Der Kläger war bis zum März 1963 in versicherungspflichtigen Beschäftigungsverhältnissen tätig und zahlte zuletzt Versicherungspflichtbeiträge zur Angestelltenversicherung. Bis zum Juni 1965 war er wegen Überschreitens der Jahresarbeitsverdienstgrenze versicherungsfrei. Vom 1. Januar bis 31. Juli 1968 entrichtete er wieder Pflichtbeiträge zur Angestelltenversicherung, die dem Kläger jedoch aufgrund seines Antrages auf Befreiung von der Versicherungspflicht nach Art 2 § 1 des Angestelltenversicherungs-Neuregelungsgesetzes (AnVNG) idF des Finanzänderungsgesetzes vom 21. Dezember 1967 (BGBl I 1259) wieder erstattet wurden.

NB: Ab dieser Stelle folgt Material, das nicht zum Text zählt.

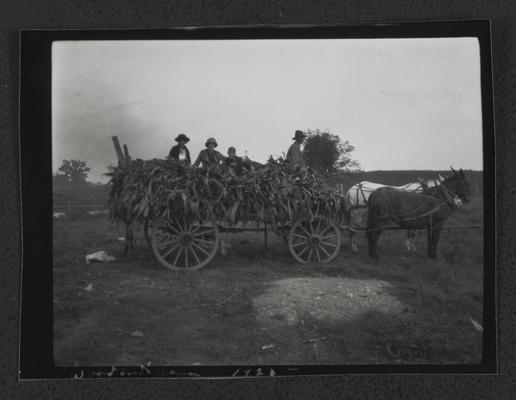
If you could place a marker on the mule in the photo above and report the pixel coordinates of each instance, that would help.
(410, 210)
(357, 197)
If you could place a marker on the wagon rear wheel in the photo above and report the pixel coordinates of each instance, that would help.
(314, 240)
(184, 246)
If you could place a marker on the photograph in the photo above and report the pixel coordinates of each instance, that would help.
(268, 202)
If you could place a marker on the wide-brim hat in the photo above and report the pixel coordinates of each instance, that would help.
(211, 140)
(299, 134)
(183, 137)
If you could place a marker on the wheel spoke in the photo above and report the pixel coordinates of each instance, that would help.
(318, 255)
(170, 250)
(177, 256)
(328, 236)
(200, 248)
(302, 251)
(195, 255)
(323, 249)
(204, 232)
(328, 244)
(310, 254)
(173, 228)
(325, 230)
(195, 228)
(303, 228)
(167, 243)
(204, 241)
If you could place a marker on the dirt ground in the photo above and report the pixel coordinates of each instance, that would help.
(257, 305)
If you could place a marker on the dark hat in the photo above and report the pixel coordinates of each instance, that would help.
(183, 137)
(211, 140)
(299, 134)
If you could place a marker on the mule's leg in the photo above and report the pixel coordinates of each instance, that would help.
(414, 233)
(354, 247)
(434, 239)
(372, 238)
(410, 240)
(373, 234)
(128, 246)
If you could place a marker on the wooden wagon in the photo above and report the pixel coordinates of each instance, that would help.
(190, 241)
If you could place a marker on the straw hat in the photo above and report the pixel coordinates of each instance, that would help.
(182, 137)
(299, 135)
(211, 140)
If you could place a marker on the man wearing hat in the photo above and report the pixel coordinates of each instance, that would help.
(209, 157)
(294, 154)
(236, 165)
(180, 151)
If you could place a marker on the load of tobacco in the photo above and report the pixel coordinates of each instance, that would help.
(275, 193)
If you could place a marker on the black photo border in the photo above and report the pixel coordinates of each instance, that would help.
(36, 322)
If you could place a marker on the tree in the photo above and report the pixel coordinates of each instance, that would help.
(73, 172)
(327, 154)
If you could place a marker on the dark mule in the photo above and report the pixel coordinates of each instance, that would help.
(429, 209)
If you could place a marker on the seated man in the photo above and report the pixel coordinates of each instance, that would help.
(180, 151)
(236, 165)
(294, 154)
(209, 157)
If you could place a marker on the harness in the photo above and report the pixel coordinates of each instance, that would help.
(398, 217)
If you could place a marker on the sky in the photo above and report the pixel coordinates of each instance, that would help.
(403, 103)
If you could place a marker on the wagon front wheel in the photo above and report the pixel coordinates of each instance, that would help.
(316, 240)
(184, 246)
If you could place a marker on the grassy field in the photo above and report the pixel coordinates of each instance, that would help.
(256, 305)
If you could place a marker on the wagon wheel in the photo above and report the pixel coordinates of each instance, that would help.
(147, 227)
(184, 246)
(314, 240)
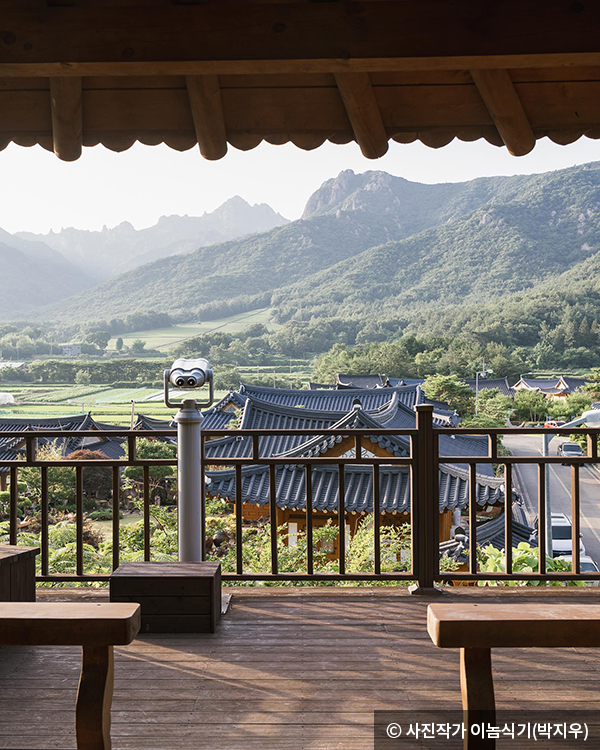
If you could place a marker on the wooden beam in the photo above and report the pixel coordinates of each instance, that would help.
(363, 112)
(66, 109)
(245, 38)
(207, 112)
(505, 108)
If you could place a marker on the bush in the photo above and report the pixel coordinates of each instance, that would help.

Im Dezember 1972 stellte der Kläger bei der Beklagten den Antrag, seine zwischen dem 1. Januar 1968 und dem 31. Januar 1972 entrichteten freiwilligen Versicherungsbeiträge unter Umwandlung in andere Beitragsklassen auf den Zeitraum zwischen 1966 und 1970 zu verlegen. Er habe sich bei seiner Beitragsentrichtung allein nach Art 2 § 54 a Abs 2 Satz 1 AnVNG in der ab 1. Januar 1968 gültigen Fassung des Finanzänderungsgesetzes gerichtet. Diese Bestimmung sei durch das Bundesverfassungsgericht (BVerfG) mit Beschluß vom 27. Oktober 1970 für verfassungswidrig und nichtig erklärt worden. Eine neue Fassung sei erst durch das Rentenreformgesetz (RRG) mit Wirkung vom 19. Oktober 1972 in Kraft gesetzt worden. Bei Kenntnis der Verfassungswidrigkeit hätte er von Anfang an seine vorhandenen Geldmittel anders und mit einem optimaleren Nutzen einsetzen können. Die Beklagte lehnte diesen Antrag ab (Bescheid vom 24. Juli 1973, Widerspruchsbescheid vom 25. Oktober 1973).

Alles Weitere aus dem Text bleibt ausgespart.